Human rights organisation CREA conducted a study in Bihar, Jharkhand and Uttar Pradesh last year to assess the feasibility of delivering sexual and reproductive health information through mobile phones to adolescent girls. The study was a part of the “It’s My Body” programme held in collaboration with 15 local community-based organisations for girls aged 12 to 18 years. The findings of the study reveal the many complexities of providing information on sexual health to minors — the girls’ use of the mobile phone is extremely restricted and monitored by families, telecom operators are wary of partnering with such an initiative, and families and communities are uncomfortable with the topic. Rohini Lakshané speaks with Sanjana Gaind, Program Manager, Young Women’s Feminist Leadership, CREA about the study.

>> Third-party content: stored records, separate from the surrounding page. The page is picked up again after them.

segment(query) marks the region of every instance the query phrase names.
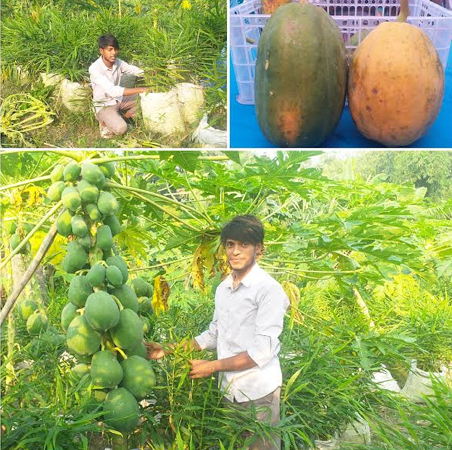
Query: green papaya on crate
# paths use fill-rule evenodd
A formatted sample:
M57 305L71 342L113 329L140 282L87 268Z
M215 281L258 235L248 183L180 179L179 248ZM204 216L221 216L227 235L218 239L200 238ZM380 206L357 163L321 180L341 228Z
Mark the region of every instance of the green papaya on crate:
M93 355L90 374L94 386L113 389L121 382L123 370L116 356L103 350Z
M118 324L110 330L113 342L124 350L138 347L143 340L143 324L137 313L131 309L119 312Z
M119 322L119 308L105 291L91 294L86 300L85 317L96 331L107 331Z
M116 266L122 273L124 283L129 279L129 271L127 270L127 264L121 258L121 256L110 256L106 259L107 265Z
M76 316L66 333L67 346L76 355L86 357L99 350L101 335L88 323L85 316Z
M75 273L82 269L88 261L88 253L77 242L71 241L67 246L67 253L63 259L62 267L67 273Z
M85 306L86 299L92 293L93 289L86 276L77 275L72 278L68 291L68 298L72 304L78 308L83 308Z
M89 162L82 164L82 178L95 186L101 183L103 184L105 181L105 175L102 170L95 164Z
M72 234L72 214L68 209L59 215L56 226L61 236L68 237Z
M151 329L151 322L147 317L139 316L141 322L143 323L143 334L148 334Z
M77 315L77 306L69 302L61 311L61 328L64 332L67 331L69 324Z
M95 203L89 203L86 205L86 212L91 220L98 222L102 220L103 214L99 211L99 208Z
M254 81L257 121L270 142L320 145L339 122L347 87L345 45L333 18L310 3L277 8L259 38Z
M65 188L61 194L61 199L63 200L63 205L71 211L77 211L82 204L82 198L74 186Z
M64 181L76 181L82 168L77 163L69 163L63 170Z
M113 236L108 225L101 225L97 229L96 245L102 250L110 250L113 247Z
M41 311L35 311L28 319L27 319L27 331L31 335L38 335L43 331L47 330L49 326L49 319L47 316Z
M138 311L145 314L152 314L152 299L149 297L138 297Z
M112 236L116 236L121 232L121 224L116 216L107 216L103 222L104 225L108 225L110 227Z
M64 184L64 181L57 181L56 183L53 183L47 191L48 199L52 202L60 201L65 187L66 185Z
M16 247L22 242L20 236L18 234L13 234L9 238L9 245L11 246L11 250L15 250Z
M89 285L92 287L99 287L103 284L105 281L105 272L106 268L104 265L99 263L93 264L91 269L89 269L86 274L86 279L88 280Z
M62 164L57 164L53 168L52 172L50 173L50 179L52 180L52 183L64 180L64 166Z
M119 204L114 195L102 191L97 201L97 207L102 214L112 216L118 212Z
M80 363L71 369L70 377L73 381L81 380L85 375L89 375L91 368L88 364Z
M114 287L122 286L123 284L122 273L116 266L109 266L107 268L105 276L112 286Z
M132 432L138 425L140 407L135 397L120 387L107 394L103 404L104 422L121 432Z
M88 225L86 225L86 222L84 221L82 216L75 215L72 217L71 220L71 226L72 226L72 234L75 234L76 236L83 237L88 234Z
M20 301L16 310L19 313L19 317L22 320L28 320L28 318L38 309L38 304L34 300L23 299Z
M137 400L147 397L155 386L155 374L150 362L141 356L133 355L121 361L121 366L124 372L121 386Z
M99 189L97 186L94 186L86 180L78 182L77 190L80 193L83 203L95 203L99 198Z
M138 312L138 297L129 286L124 284L116 287L111 291L111 295L114 295L124 308Z

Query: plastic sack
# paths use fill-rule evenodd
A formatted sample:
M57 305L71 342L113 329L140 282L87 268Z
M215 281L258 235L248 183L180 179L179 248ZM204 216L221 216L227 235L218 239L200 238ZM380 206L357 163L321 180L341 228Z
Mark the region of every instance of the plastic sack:
M358 419L347 425L340 435L339 442L346 444L370 444L370 427L366 420L358 416Z
M434 395L432 377L446 379L445 373L424 372L418 369L417 361L413 360L405 386L402 389L402 394L413 402L425 403L424 397Z
M328 441L315 440L316 450L334 450L337 448L339 441L337 438L330 439Z
M209 126L206 114L204 114L192 136L195 142L205 148L226 148L228 145L227 131L217 130Z
M185 132L185 124L175 91L140 94L145 127L157 133Z
M41 73L41 80L44 86L54 86L57 87L63 80L63 76L57 73Z
M381 370L372 374L372 381L377 384L379 389L393 392L400 392L401 390L399 384L394 380L384 364L381 366Z
M185 123L191 125L199 119L204 106L204 91L201 86L192 83L178 83L173 89L179 99Z
M64 79L61 82L61 101L69 111L80 112L87 108L88 88Z
M119 80L119 86L123 88L134 88L137 84L137 76L132 73L123 73Z

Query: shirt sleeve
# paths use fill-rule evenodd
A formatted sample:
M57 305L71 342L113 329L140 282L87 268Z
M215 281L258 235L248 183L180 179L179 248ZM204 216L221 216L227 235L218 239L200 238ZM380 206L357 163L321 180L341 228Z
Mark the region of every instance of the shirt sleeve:
M104 90L105 94L108 95L109 97L119 98L123 96L124 88L115 85L105 75L102 75L101 73L96 72L95 70L90 70L89 77L91 83L93 83L93 85L96 84L100 86Z
M267 288L258 299L254 341L247 351L259 367L265 366L279 353L279 335L288 306L289 299L279 284Z
M209 329L195 337L196 342L202 350L216 350L218 337L218 314L217 308L213 313L212 322L210 322Z
M121 61L121 72L139 76L143 75L144 70L134 66L133 64L127 64L125 61Z

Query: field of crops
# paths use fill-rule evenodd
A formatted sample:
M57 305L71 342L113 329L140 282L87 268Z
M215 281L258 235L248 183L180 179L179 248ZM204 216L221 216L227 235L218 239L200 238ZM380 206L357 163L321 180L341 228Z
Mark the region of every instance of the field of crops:
M145 71L141 84L153 93L182 82L201 86L200 116L225 129L226 2L6 0L1 11L3 146L199 146L192 140L199 120L185 132L165 136L147 129L138 116L126 136L101 139L88 68L99 57L97 38L106 33L118 38L121 59ZM71 110L61 80L87 86Z
M9 150L1 166L2 448L232 450L270 432L285 450L452 448L451 152ZM126 373L141 339L206 329L229 270L220 230L248 213L290 299L277 427L244 425L216 377L188 377L209 352L147 362L141 393L138 369L120 387L99 375L100 342ZM85 278L100 288L82 301ZM107 291L108 332L89 305ZM82 320L100 330L83 345Z

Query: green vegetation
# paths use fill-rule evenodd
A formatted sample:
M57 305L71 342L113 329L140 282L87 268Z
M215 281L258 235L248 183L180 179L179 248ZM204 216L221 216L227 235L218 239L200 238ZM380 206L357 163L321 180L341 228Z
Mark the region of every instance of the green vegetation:
M67 244L66 234L57 234L42 261L48 300L40 298L40 289L24 292L3 322L3 447L120 448L125 445L124 438L118 441L120 431L128 435L129 448L243 449L249 445L244 431L275 431L283 449L307 449L316 440L343 436L362 418L371 428L372 443L354 448L448 448L450 198L441 190L426 196L425 189L408 181L363 178L333 163L322 171L317 155L3 153L1 218L8 226L2 227L2 287L7 298L17 285L13 265L21 259L28 266L52 225L61 221L64 206L50 202L46 192L60 181L59 166L71 158L77 164L114 162L114 175L101 190L108 189L118 204L116 216L109 216L117 219L111 250L96 246L92 226L85 247L78 241L83 238L71 237ZM343 167L350 161L346 158ZM96 229L106 225L105 217L90 217L87 205L78 208L75 216L96 222ZM259 265L282 283L291 301L281 336L283 419L275 430L254 423L245 430L243 414L224 407L215 378L188 378L188 361L211 354L180 346L161 363L143 359L143 338L180 342L206 329L212 292L228 273L219 231L244 213L265 223L266 249ZM69 216L70 224L75 216ZM39 225L28 238L25 223ZM11 230L21 240L15 254ZM24 242L31 252L20 254ZM105 279L111 268L125 284L114 287ZM97 270L102 274L93 281ZM31 299L36 309L26 303ZM26 331L25 317L33 317L33 311L47 319L38 335ZM94 364L93 358L108 362ZM413 359L424 371L449 371L433 381L433 395L422 404L374 382L384 366L391 382L402 388Z

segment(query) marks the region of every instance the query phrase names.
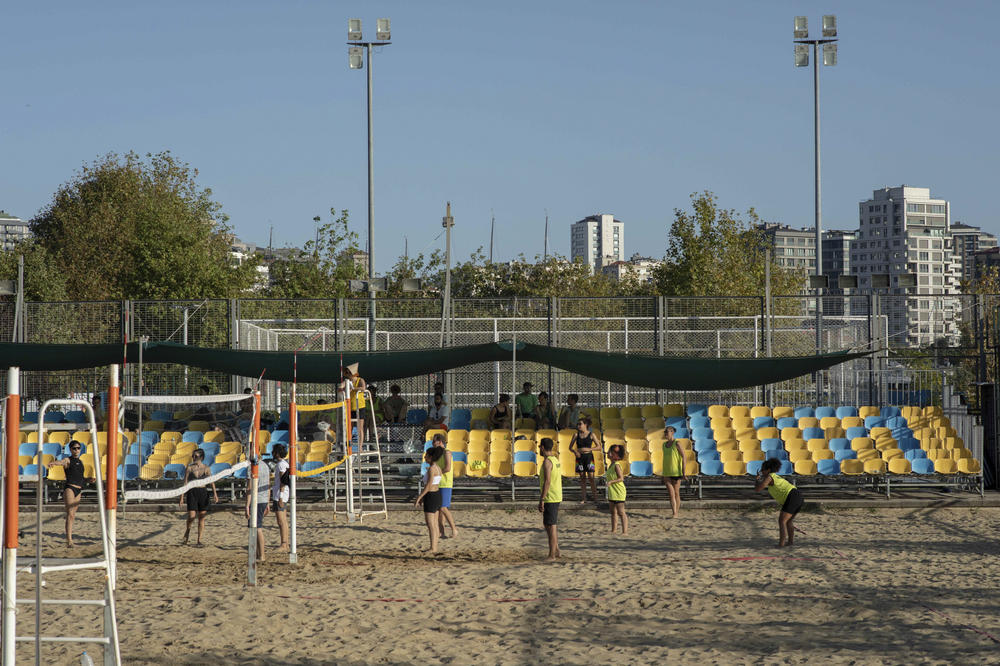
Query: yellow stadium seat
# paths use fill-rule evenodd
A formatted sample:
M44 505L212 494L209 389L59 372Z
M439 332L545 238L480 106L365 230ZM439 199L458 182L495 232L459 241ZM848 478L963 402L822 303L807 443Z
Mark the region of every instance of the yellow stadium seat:
M643 433L643 435L645 435L645 434L646 433ZM621 430L619 428L612 428L612 429L605 430L602 433L601 436L602 436L602 439L605 440L605 443L607 443L609 440L613 440L613 439L619 439L619 440L625 441L625 431Z
M701 466L698 465L697 460L686 460L684 461L684 475L685 476L698 476L701 474Z
M868 418L869 416L878 416L881 410L878 407L873 407L871 405L866 405L858 409L858 418Z
M920 448L924 451L931 451L933 449L944 449L944 443L937 439L936 437L925 437L920 438Z
M765 416L767 415L765 414ZM774 408L774 411L771 414L771 416L773 416L775 420L783 419L786 416L795 416L795 409L789 407L788 405L781 405L779 407Z
M663 449L660 449L660 453L663 453ZM698 454L691 449L681 449L681 456L684 458L684 462L698 460Z
M28 442L28 443L31 444L32 442ZM20 465L21 467L25 467L27 465L33 464L32 461L34 459L35 459L34 456L18 456L17 457L17 464Z
M865 462L867 460L881 460L878 451L875 449L861 449L858 451L858 460Z
M790 439L785 442L785 450L791 453L792 451L808 451L806 448L806 442L804 439Z
M684 416L684 406L677 404L664 405L663 416L664 418L671 418L674 416Z
M860 416L845 416L840 422L840 427L847 428L860 428L865 424L865 420Z
M515 439L514 451L538 451L538 444L533 439Z
M722 462L723 465L731 462L742 463L743 454L740 453L739 451L723 451L722 453L719 454L719 460Z
M535 419L529 419L528 417L521 417L514 422L514 428L520 430L534 430L535 429Z
M271 441L271 433L267 430L261 430L257 433L257 446L262 449L267 446L267 443Z
M737 425L734 422L733 430L736 431L736 439L757 439L757 430L754 429L753 423Z
M961 437L944 437L941 441L946 449L960 449L965 445Z
M889 460L889 474L909 474L911 471L910 461L899 456Z
M469 441L469 431L468 430L449 430L446 437L446 441L450 444L452 442L465 442Z
M733 405L729 408L729 418L748 419L750 418L750 408L746 405Z
M648 451L649 445L645 439L628 437L625 439L625 450L629 453L632 453L632 451Z
M743 462L751 462L753 460L764 460L764 452L760 449L743 452Z
M723 451L738 451L740 448L739 444L735 439L722 439L715 443L715 450L720 453Z
M816 475L816 463L812 460L800 460L795 465L795 473L798 476L815 476Z
M847 433L845 433L844 429L841 428L840 426L833 426L832 428L823 428L823 436L828 440L837 439L838 437L843 437L846 434Z
M639 415L644 419L660 419L663 421L663 407L661 405L643 405L639 410Z
M303 462L305 461L305 456L301 452L299 453L298 458ZM215 456L215 462L235 465L237 463L237 453L235 451L232 451L230 453L220 453L219 455Z
M447 437L448 431L442 430L441 428L431 428L430 430L427 431L427 434L424 435L424 441L427 442L434 441L434 435L444 435L445 437Z
M46 474L49 481L65 481L66 480L66 468L61 465L49 468L48 474Z
M951 458L938 458L934 461L934 472L937 474L956 474L958 463Z
M600 416L603 423L608 419L620 419L621 412L618 411L617 407L601 407Z
M815 416L803 416L799 419L800 428L818 428L819 419Z
M181 453L181 454L175 453L174 455L170 456L171 465L187 465L190 462L191 462L190 453Z
M643 432L643 436L645 436L646 431L643 430L642 432ZM535 440L536 441L540 442L545 437L548 437L553 442L556 442L557 439L558 439L558 437L559 437L559 433L556 432L555 430L553 430L552 428L543 428L541 430L536 430L535 431Z
M780 434L777 428L761 428L757 431L757 439L777 439Z
M718 430L719 428L731 428L733 425L733 420L728 416L714 416L708 423L708 427L712 430Z
M719 428L714 430L712 433L715 436L715 441L722 442L727 439L736 439L736 431L732 428Z
M139 470L139 478L143 481L156 481L163 476L163 466L146 463Z
M826 430L827 428L839 428L840 419L836 416L824 416L819 420L819 427L823 430Z
M873 449L875 448L875 443L872 442L871 437L855 437L851 440L851 448L855 451Z
M625 439L646 440L646 431L643 428L629 428L625 431Z
M847 458L840 461L840 473L848 476L860 476L865 472L865 463L861 460Z
M221 430L209 430L205 433L205 437L201 440L203 442L222 442L226 439L226 433Z
M808 460L812 462L812 454L809 453L809 451L807 451L806 449L796 449L794 451L789 452L788 459L792 462L793 465L795 463L802 462L803 460Z
M920 409L919 407L913 407L913 406L911 406L911 405L907 405L907 406L905 406L905 407L900 407L900 408L899 408L899 413L900 413L900 414L901 414L901 415L903 416L903 418L904 418L904 419L906 419L907 421L909 421L909 420L910 420L911 418L913 418L913 417L917 417L917 416L920 416L920 414L921 414L921 411L922 411L922 410L921 410L921 409Z
M486 425L486 421L489 418L490 418L490 410L488 407L475 407L470 410L469 421L473 425L476 424ZM468 476L473 476L473 475L468 474Z
M306 454L306 462L321 462L325 463L329 458L329 454L325 451L310 451Z
M889 462L896 458L903 458L903 452L899 449L882 449L882 460Z
M243 451L243 445L240 442L222 442L219 444L219 453L226 451Z
M188 423L188 432L192 430L195 432L208 432L212 429L212 425L208 421L191 421Z
M726 476L746 476L747 466L743 464L743 461L723 463L722 473Z
M830 449L819 449L812 452L813 462L818 463L820 460L833 460L834 453Z
M885 474L886 464L881 458L869 458L865 462L865 474Z
M781 439L802 439L802 430L801 428L782 428Z
M760 451L760 441L756 439L741 439L736 443L736 448L744 453L747 451Z
M947 451L947 449L945 449L945 450ZM970 451L969 449L962 448L962 447L951 449L948 452L951 454L951 459L955 460L955 461L963 460L965 458L971 458L972 457L972 451Z
M473 428L469 431L469 443L490 441L490 431L485 428Z
M215 461L216 462L220 462L218 456L216 456ZM148 458L146 458L146 462L148 464L150 464L150 465L159 465L160 467L164 467L164 466L166 466L167 463L170 462L170 454L169 453L154 453L151 456L149 456Z
M461 460L451 461L451 471L454 478L456 479L462 478L463 476L465 476L465 463L462 462Z
M806 442L806 449L810 453L816 453L817 451L826 451L829 450L829 448L830 446L827 444L825 439L815 438L815 439L810 439L808 442Z
M469 456L469 464L465 466L465 475L471 476L477 479L481 479L486 476L486 472L489 470L489 463L486 461L485 457L482 456Z
M960 458L955 463L959 474L982 474L983 472L982 465L975 458Z
M48 433L48 434L45 435L45 439L46 439L46 441L49 441L49 442L58 442L59 444L62 444L63 446L65 446L66 444L69 444L70 433L69 433L68 430L53 430L52 432L50 432L50 433ZM87 433L87 439L88 440L90 439L90 433L89 432ZM76 440L76 441L79 442L80 440ZM81 443L87 444L88 442L81 442Z
M708 418L729 418L729 407L725 405L709 405L708 406Z
M163 432L163 427L163 421L145 421L142 424L143 430L155 430L156 432Z
M490 443L495 442L509 442L513 439L510 430L491 430L490 431Z
M493 462L494 460L506 460L510 462L511 456L513 455L514 454L511 453L509 448L498 447L490 449L490 462Z
M521 460L514 463L514 476L535 476L537 466L528 460Z
M628 407L622 407L619 410L621 418L623 419L639 419L642 418L642 407L639 405L629 405Z
M662 454L663 451L661 450ZM623 462L640 462L649 460L649 451L644 449L636 449L634 451L628 451L625 454L625 460Z
M181 409L174 412L175 421L187 421L192 416L194 416L194 412L190 409Z
M38 431L37 430L29 430L28 431L28 436L25 438L25 441L28 444L37 444L38 443Z
M898 449L899 442L894 440L892 437L883 436L880 439L875 440L875 449L878 451L883 451L885 449Z
M764 405L757 405L756 407L750 408L750 418L756 419L761 416L770 416L771 408L765 407Z
M559 465L562 467L563 476L576 476L576 456L571 451L563 451L559 454Z

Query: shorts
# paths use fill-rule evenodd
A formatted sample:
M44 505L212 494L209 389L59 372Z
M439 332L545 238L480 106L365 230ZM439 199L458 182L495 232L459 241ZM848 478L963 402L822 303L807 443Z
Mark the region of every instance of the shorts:
M663 478L664 479L670 479L671 481L680 481L684 477L683 476L665 476Z
M625 500L608 500L608 504L615 506L616 504L624 504Z
M546 502L542 506L542 525L559 524L559 504L560 502Z
M281 490L278 492L278 500L284 504L288 504L288 500L292 497L291 486L281 486ZM274 501L274 498L271 498Z
M792 488L788 497L785 498L785 503L781 505L781 510L794 516L802 509L803 504L805 504L805 498L802 497L802 493L799 492L798 488Z
M264 526L265 511L267 511L267 502L257 502L257 529L261 529ZM249 520L247 520L247 527L250 527Z
M67 490L72 490L73 495L79 497L80 494L83 493L83 486L77 486L72 483L69 483L68 481L63 481L63 495L66 494Z
M435 490L424 495L424 513L437 513L441 510L441 491Z
M441 508L450 509L451 508L451 488L438 488L438 492L441 493Z
M285 505L286 504L287 504L287 502L285 502L285 500L272 499L271 500L271 511L274 511L275 513L278 513L279 511L282 512L282 513L284 513L285 512Z
M576 471L577 473L583 472L594 472L594 454L593 453L581 453L580 457L576 459ZM552 523L555 525L555 523Z
M188 511L208 511L208 488L192 488L187 492Z

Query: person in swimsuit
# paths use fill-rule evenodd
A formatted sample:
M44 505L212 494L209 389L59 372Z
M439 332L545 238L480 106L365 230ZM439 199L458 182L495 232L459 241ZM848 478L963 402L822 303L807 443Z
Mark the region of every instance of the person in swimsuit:
M288 516L285 514L285 507L291 498L292 482L289 479L288 448L284 444L275 444L271 449L274 456L274 484L271 486L271 509L274 511L274 518L278 521L278 535L281 543L278 550L287 553L288 543Z
M434 435L434 446L444 450L441 454L441 459L438 460L438 466L441 468L441 483L438 484L438 490L441 492L441 510L438 513L438 533L441 538L444 538L444 525L448 523L451 528L451 537L454 539L458 535L458 528L455 527L455 519L451 515L451 490L455 485L455 472L453 471L453 463L451 457L451 451L444 441L444 435L438 433Z
M559 505L562 504L562 465L559 457L553 455L555 444L551 437L543 437L538 445L541 451L541 469L538 470L538 512L542 514L542 527L545 528L545 535L549 538L549 556L546 562L555 562L559 559Z
M789 546L794 542L795 526L792 521L799 514L805 500L798 488L778 476L779 469L781 469L781 461L777 458L765 460L760 466L754 490L760 492L767 488L767 492L781 507L781 511L778 512L778 548L783 548L786 542Z
M681 481L687 476L684 474L684 453L674 439L677 432L673 426L667 426L663 430L663 485L667 487L667 494L670 496L670 509L673 518L681 512Z
M490 415L486 418L490 430L510 430L510 395L500 394L500 402L493 405Z
M66 506L66 543L70 546L73 543L73 520L76 518L76 510L80 506L80 495L83 493L83 482L86 468L80 460L80 451L83 446L75 439L69 443L69 458L53 460L47 467L62 467L66 470L66 480L63 481L63 504Z
M604 473L605 488L608 491L608 508L611 509L611 533L615 533L618 521L622 524L622 534L628 534L628 516L625 515L625 473L622 460L625 459L625 447L613 444L608 448L608 465Z
M597 481L594 479L594 449L601 450L601 438L590 429L590 417L581 416L576 422L576 434L569 443L569 450L576 456L576 472L580 475L580 504L587 501L587 480L591 496L597 501Z
M439 446L432 446L424 454L424 461L427 463L427 473L424 475L424 489L413 502L417 506L424 503L424 521L427 523L427 534L431 539L431 553L438 552L438 512L441 510L441 491L438 484L441 483L441 458L444 456L444 449Z
M184 481L181 482L181 486L187 484L188 481L195 481L197 479L204 479L206 476L211 474L211 469L205 464L205 452L202 449L195 449L191 453L191 464L187 466L184 470ZM184 497L187 496L187 527L184 528L184 541L182 543L186 544L188 542L188 537L191 535L191 523L194 519L198 519L198 543L196 546L201 546L201 535L205 532L205 516L208 515L208 488L205 486L199 486L197 488L192 488L186 493L181 493L180 504L184 504ZM215 483L212 483L212 499L218 504L219 503L219 493L215 490Z

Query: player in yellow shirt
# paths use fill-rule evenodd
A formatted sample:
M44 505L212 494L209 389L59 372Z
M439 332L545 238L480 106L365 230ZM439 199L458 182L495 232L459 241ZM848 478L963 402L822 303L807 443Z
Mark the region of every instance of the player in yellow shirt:
M769 458L760 466L760 473L757 475L757 485L754 490L760 492L767 488L774 501L781 507L778 512L778 547L791 546L795 538L795 526L792 521L802 509L804 499L798 488L785 479L778 476L777 471L781 469L781 461L777 458Z
M554 562L559 558L559 537L556 525L559 523L559 505L562 502L562 465L559 457L553 455L555 444L550 437L543 437L539 443L544 462L538 472L538 485L541 497L538 499L538 512L542 514L542 525L549 537L549 556L546 562Z
M615 533L618 521L622 524L622 534L628 534L628 516L625 515L625 471L622 460L625 459L625 447L613 444L608 449L608 460L611 464L604 472L604 484L608 491L608 507L611 509L611 533Z

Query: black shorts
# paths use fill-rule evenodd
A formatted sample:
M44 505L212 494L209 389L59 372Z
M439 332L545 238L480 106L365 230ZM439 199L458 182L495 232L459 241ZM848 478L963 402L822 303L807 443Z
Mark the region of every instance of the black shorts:
M188 511L208 511L208 488L192 488L187 492Z
M264 527L264 512L267 511L267 502L257 503L257 529L263 529ZM247 520L247 527L250 527L250 521Z
M559 524L559 504L560 502L546 502L542 505L542 525Z
M424 495L424 513L437 513L441 510L441 491L435 490Z
M68 481L63 481L63 494L66 494L67 490L72 490L75 497L79 497L80 493L83 492L83 486L78 486Z
M794 516L802 509L804 503L805 498L802 497L799 489L792 488L792 491L788 493L788 497L785 498L785 503L781 505L781 510Z
M615 506L616 504L624 504L624 503L625 503L625 500L608 500L608 504L611 505L611 506Z
M670 479L671 481L680 481L684 477L683 476L665 476L663 478L664 479Z
M275 513L278 513L279 511L281 511L282 513L284 513L284 511L285 511L285 503L282 502L281 500L272 499L271 500L271 511L274 511Z
M576 459L576 471L578 474L583 474L585 472L594 472L594 454L593 453L581 453L580 457ZM555 523L552 523L555 525Z

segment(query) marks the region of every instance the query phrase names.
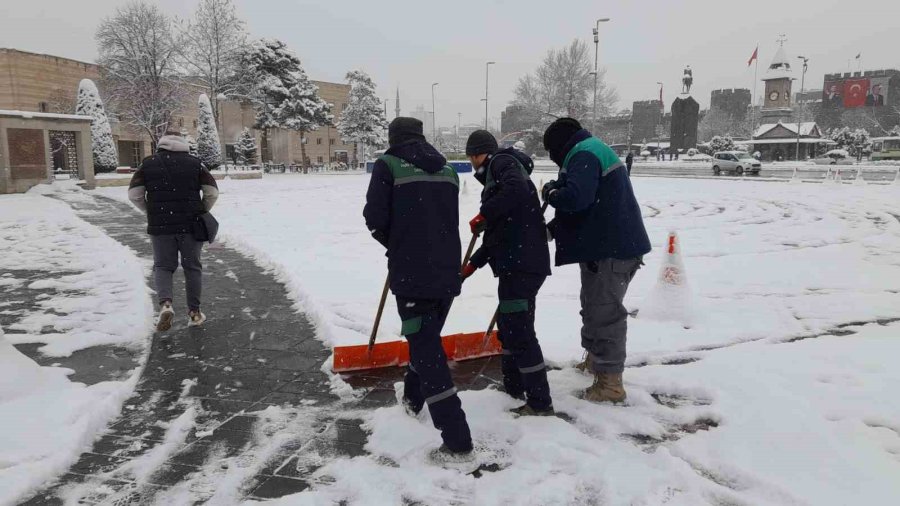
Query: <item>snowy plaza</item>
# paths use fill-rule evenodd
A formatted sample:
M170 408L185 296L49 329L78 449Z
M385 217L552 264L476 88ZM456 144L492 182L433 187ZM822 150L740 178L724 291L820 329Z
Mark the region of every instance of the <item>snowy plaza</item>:
M534 178L540 184L542 174ZM474 215L477 183L461 179L461 216ZM278 395L258 403L242 402L257 386L231 373L250 365L204 357L204 343L225 339L218 327L176 328L173 342L151 341L149 259L139 252L142 230L124 226L139 219L124 204L124 188L58 182L3 198L0 287L17 296L4 296L5 339L37 343L27 349L49 367L4 344L13 368L2 372L0 390L0 502L22 501L55 481L54 497L102 504L278 496L278 504L885 504L900 497L900 404L892 393L900 381L893 360L900 188L640 177L633 184L654 249L626 298L637 315L628 321L627 405L577 397L590 383L572 367L582 353L572 303L577 268L555 268L536 325L560 417L514 419L505 411L515 401L496 390L490 364L453 367L458 381L475 379L460 397L489 464L479 477L424 463L440 438L427 415L403 413L391 381L330 373L327 350L366 342L385 274L383 250L362 224L367 175L220 182L222 242L209 249L217 259L207 259L206 275L233 280L240 295L217 307L211 285L210 321L237 327L231 331L249 339L251 354L278 350L277 339L262 343L272 338L275 311L265 301L275 299L287 308L279 314L297 310L309 319L324 350L304 353L318 357L307 364L313 387L273 388ZM640 314L669 231L683 249L689 322ZM460 236L469 236L467 226ZM241 281L243 264L261 267L248 279L268 277L274 288L266 290L275 291ZM485 328L495 291L489 272L467 281L445 333ZM28 292L39 292L31 306L11 300ZM393 304L379 340L399 339ZM92 346L127 349L130 358L124 366L113 361L119 370L106 377L90 361L65 365ZM291 353L250 361L290 369L275 364ZM199 362L164 372L153 356ZM232 406L210 407L209 399ZM120 428L141 410L158 415L137 430ZM343 439L354 443L341 446L348 420L357 425ZM337 431L336 447L321 444L329 430ZM222 434L243 439L230 443ZM109 441L117 444L98 443ZM347 446L355 451L340 450ZM205 451L196 458L198 448ZM80 471L67 472L76 463ZM173 468L183 469L173 477Z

Why was the need to conduct such a feasibility study felt?



Last year we realised that we could try to see if technology, especially mobile phones, can be used as an effective medium to talk about sexual and reproductive health and rights issues with adolescent girls and to reach out to a larger cohort of girls. The idea of [using] technology was to also amplify and multiply that reach.



They get to use the phone in a limited way… The use of mobile phones by girls is extremely monitored.

Do all the girls have access to mobile phones? How familiar and comfortable are they with using mobile phones and accessing the Internet from a mobile device?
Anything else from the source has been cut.